Hi Malcolm, On 2017-11-18 at 11:09:28 +0000, Malcolm Wallace wrote: [...]
But surely the timing for a full build from scratch is not the most important thing to compare? In my work environment, full builds are extremely rare; the common case is an incremental build after pulling changes from upstream. Is this something you can measure?

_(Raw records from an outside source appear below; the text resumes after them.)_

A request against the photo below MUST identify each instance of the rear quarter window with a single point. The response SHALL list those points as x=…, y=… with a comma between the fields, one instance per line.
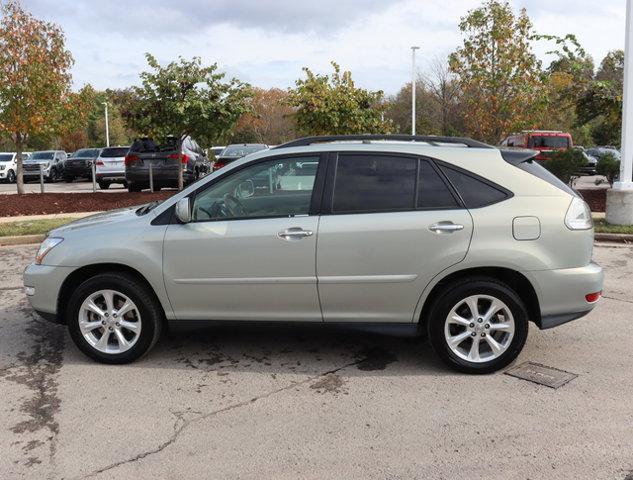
x=475, y=192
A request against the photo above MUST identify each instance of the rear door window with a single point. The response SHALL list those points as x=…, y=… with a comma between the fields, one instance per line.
x=374, y=183
x=474, y=192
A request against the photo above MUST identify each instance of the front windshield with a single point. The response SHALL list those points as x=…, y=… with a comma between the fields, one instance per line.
x=241, y=150
x=546, y=141
x=42, y=156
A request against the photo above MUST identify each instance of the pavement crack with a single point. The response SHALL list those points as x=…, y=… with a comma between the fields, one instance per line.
x=181, y=423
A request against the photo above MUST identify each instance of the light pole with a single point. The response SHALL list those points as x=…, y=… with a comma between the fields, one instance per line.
x=413, y=83
x=620, y=197
x=107, y=126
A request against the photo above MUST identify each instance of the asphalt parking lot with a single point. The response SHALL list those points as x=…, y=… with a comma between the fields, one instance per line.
x=60, y=187
x=305, y=403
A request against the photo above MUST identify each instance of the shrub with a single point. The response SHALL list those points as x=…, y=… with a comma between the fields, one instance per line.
x=565, y=164
x=609, y=166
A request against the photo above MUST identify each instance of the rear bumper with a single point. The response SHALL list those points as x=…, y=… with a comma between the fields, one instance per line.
x=112, y=176
x=561, y=293
x=77, y=172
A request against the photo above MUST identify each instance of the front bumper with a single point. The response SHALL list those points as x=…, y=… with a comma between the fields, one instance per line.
x=561, y=293
x=43, y=283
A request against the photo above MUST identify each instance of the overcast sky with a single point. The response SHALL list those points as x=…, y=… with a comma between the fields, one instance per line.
x=266, y=42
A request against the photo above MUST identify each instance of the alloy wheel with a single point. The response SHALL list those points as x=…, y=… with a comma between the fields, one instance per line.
x=479, y=328
x=109, y=321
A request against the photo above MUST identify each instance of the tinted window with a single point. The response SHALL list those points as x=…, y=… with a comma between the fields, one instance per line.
x=475, y=193
x=275, y=188
x=241, y=150
x=432, y=191
x=541, y=172
x=87, y=153
x=114, y=152
x=374, y=183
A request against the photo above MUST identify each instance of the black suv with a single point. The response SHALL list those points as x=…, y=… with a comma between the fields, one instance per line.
x=164, y=157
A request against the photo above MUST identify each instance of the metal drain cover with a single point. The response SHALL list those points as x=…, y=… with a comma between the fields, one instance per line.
x=541, y=374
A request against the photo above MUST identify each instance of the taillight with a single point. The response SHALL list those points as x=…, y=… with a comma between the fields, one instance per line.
x=184, y=158
x=578, y=215
x=131, y=159
x=593, y=297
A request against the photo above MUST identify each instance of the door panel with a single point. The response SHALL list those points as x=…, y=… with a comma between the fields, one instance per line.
x=374, y=267
x=242, y=270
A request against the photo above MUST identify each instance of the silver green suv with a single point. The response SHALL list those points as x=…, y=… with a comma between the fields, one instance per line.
x=445, y=236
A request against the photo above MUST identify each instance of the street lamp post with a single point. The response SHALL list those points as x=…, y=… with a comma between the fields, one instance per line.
x=105, y=104
x=620, y=197
x=413, y=83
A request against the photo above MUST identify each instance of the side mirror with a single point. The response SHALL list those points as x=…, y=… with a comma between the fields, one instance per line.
x=183, y=210
x=246, y=189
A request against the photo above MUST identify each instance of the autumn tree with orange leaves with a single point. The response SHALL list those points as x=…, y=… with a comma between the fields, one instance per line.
x=35, y=81
x=502, y=83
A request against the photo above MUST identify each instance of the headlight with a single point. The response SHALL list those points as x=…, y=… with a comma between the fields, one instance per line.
x=578, y=215
x=47, y=245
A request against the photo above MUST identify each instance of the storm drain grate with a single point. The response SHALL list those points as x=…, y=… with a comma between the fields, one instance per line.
x=541, y=374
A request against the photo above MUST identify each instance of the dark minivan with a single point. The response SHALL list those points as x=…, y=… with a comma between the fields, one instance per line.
x=80, y=163
x=164, y=157
x=235, y=151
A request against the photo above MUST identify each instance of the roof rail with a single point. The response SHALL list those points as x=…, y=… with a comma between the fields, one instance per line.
x=431, y=139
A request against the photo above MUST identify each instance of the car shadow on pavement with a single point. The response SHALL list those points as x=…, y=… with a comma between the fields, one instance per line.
x=299, y=349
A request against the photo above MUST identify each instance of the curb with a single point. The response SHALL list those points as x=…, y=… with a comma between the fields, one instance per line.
x=22, y=240
x=614, y=237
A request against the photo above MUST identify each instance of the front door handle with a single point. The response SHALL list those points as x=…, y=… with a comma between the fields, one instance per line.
x=445, y=227
x=294, y=233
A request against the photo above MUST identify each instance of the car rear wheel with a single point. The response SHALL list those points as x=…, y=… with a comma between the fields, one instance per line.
x=112, y=318
x=479, y=325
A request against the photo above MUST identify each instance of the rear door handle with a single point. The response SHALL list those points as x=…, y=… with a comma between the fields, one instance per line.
x=295, y=233
x=445, y=227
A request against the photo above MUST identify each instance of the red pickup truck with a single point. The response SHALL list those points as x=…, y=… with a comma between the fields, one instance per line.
x=545, y=141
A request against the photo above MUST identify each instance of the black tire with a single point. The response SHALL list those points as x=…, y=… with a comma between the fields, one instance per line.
x=133, y=187
x=151, y=314
x=450, y=297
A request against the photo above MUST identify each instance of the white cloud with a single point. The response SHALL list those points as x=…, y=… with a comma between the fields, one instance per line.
x=266, y=42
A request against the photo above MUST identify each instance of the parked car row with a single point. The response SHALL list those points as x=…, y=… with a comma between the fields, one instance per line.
x=546, y=142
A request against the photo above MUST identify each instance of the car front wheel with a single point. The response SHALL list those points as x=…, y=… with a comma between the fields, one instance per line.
x=479, y=325
x=113, y=318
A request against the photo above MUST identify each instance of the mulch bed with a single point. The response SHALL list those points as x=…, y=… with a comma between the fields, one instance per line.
x=596, y=198
x=48, y=203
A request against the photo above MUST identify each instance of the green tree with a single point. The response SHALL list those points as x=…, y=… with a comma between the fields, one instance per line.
x=186, y=98
x=333, y=105
x=601, y=103
x=35, y=81
x=499, y=76
x=568, y=78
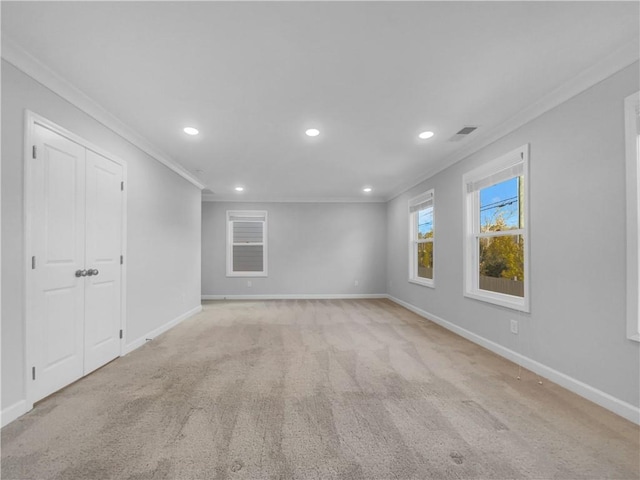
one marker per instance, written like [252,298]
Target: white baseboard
[12,412]
[130,347]
[617,406]
[297,296]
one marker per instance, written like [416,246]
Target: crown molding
[613,63]
[42,74]
[212,197]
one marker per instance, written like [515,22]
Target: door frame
[32,119]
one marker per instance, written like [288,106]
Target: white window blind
[246,243]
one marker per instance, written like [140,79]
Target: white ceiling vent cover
[463,133]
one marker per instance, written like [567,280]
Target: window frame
[472,233]
[246,216]
[428,196]
[632,144]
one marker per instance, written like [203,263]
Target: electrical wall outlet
[514,327]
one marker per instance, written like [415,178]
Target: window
[632,123]
[246,243]
[496,223]
[421,239]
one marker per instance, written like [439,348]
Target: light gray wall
[577,237]
[163,221]
[320,248]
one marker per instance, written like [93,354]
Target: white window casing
[246,243]
[423,202]
[632,136]
[511,165]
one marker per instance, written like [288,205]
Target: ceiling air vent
[463,133]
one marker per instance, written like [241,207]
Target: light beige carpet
[360,389]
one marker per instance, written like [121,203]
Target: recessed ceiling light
[425,135]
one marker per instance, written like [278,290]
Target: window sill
[424,283]
[508,301]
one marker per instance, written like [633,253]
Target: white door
[58,231]
[103,249]
[76,229]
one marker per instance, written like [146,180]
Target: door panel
[58,176]
[103,250]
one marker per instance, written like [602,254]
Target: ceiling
[253,76]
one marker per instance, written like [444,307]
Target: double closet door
[76,247]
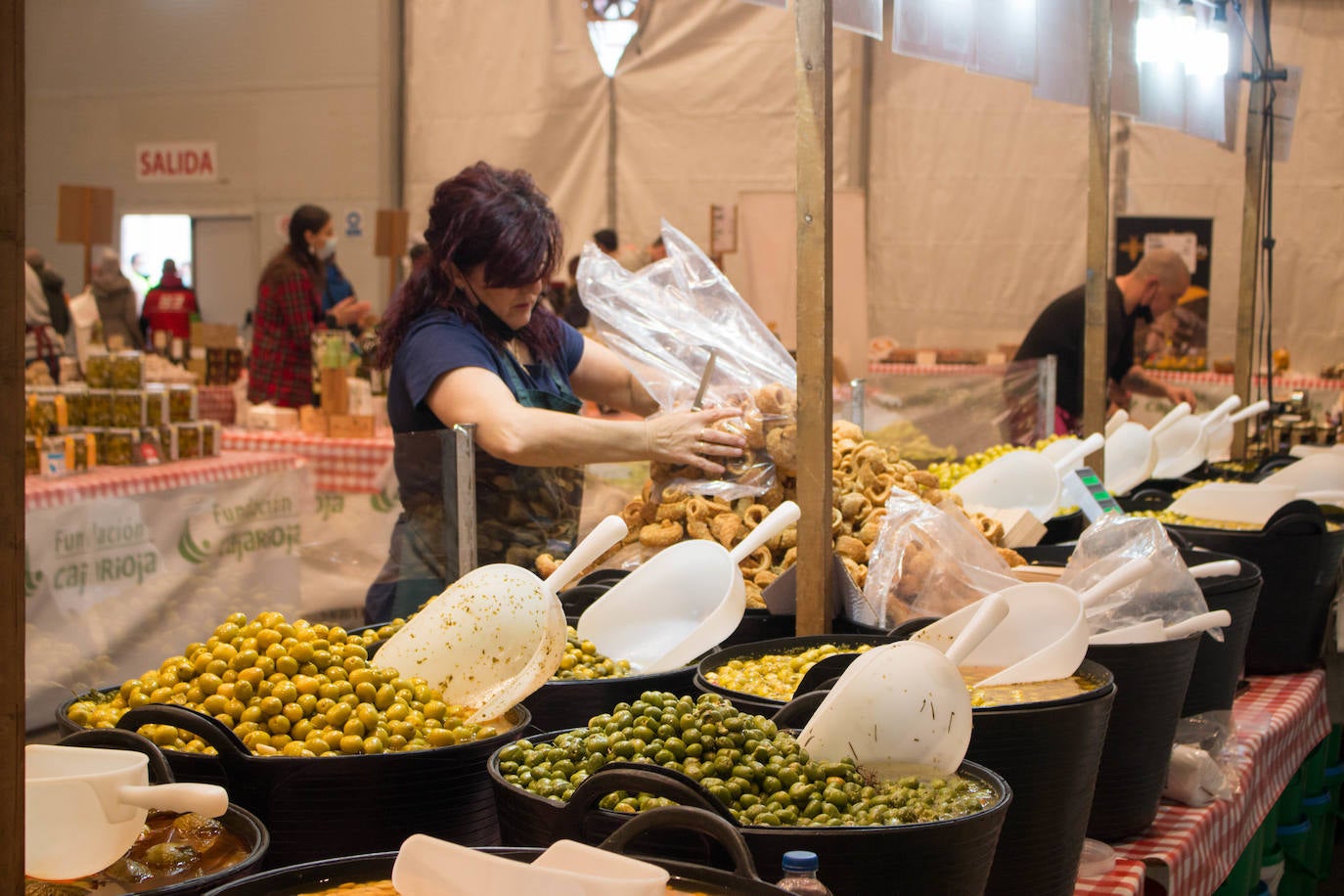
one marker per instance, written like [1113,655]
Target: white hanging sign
[178,161]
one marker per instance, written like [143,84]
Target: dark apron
[520,511]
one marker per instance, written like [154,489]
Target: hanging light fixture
[1207,55]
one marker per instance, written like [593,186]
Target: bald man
[1149,291]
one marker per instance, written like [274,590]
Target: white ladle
[430,867]
[1045,636]
[680,602]
[1221,435]
[1154,630]
[496,634]
[1024,479]
[904,707]
[85,808]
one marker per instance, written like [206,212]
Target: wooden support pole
[1098,222]
[813,122]
[1245,357]
[11,465]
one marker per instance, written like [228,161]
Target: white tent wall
[515,83]
[298,97]
[978,198]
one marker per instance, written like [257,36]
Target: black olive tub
[742,880]
[326,806]
[924,857]
[240,823]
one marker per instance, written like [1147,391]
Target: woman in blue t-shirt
[467,342]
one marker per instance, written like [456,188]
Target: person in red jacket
[169,308]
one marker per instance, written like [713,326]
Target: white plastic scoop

If Hadrian is more exact about the dependency tracking, I'd expect something close to a full rebuild when I `git pull` from GHC HEAD, since the Git commit and the snapshot versioning we infer from that, pervasively transcends most most artifacts of GHC, and in general you should boot & configure everytime you `git pull` unless you're sure it won't matter. You'd have to suppress/mask this logic if you want to avoid full rebuilds. Also I'm not sure how Hadrian tracks itself as a dependency (NB: The GNU Make system doesn't); When I used Shake myself, I remember that meta-depending on the rules per se wasn't a trivial thing to do; and the simplest way was to introduce very coarse (either manual or by hashing) global versioning over all rules, which would invalidate the full build. But it's been some time since I did that, so I may be wrong here. However, what I think would be a more relevant benchmark matching the usual GHC developer workflow, would be to see how well Hadrian manages to minimize the work needed to rebuild GHC after editing a source file in GHC's source-tree without changing the Git commit. As that's what matters most to me when I'm actively working on a GHC patch. I'll try to measure/compare this with the next GHC patch I hack on.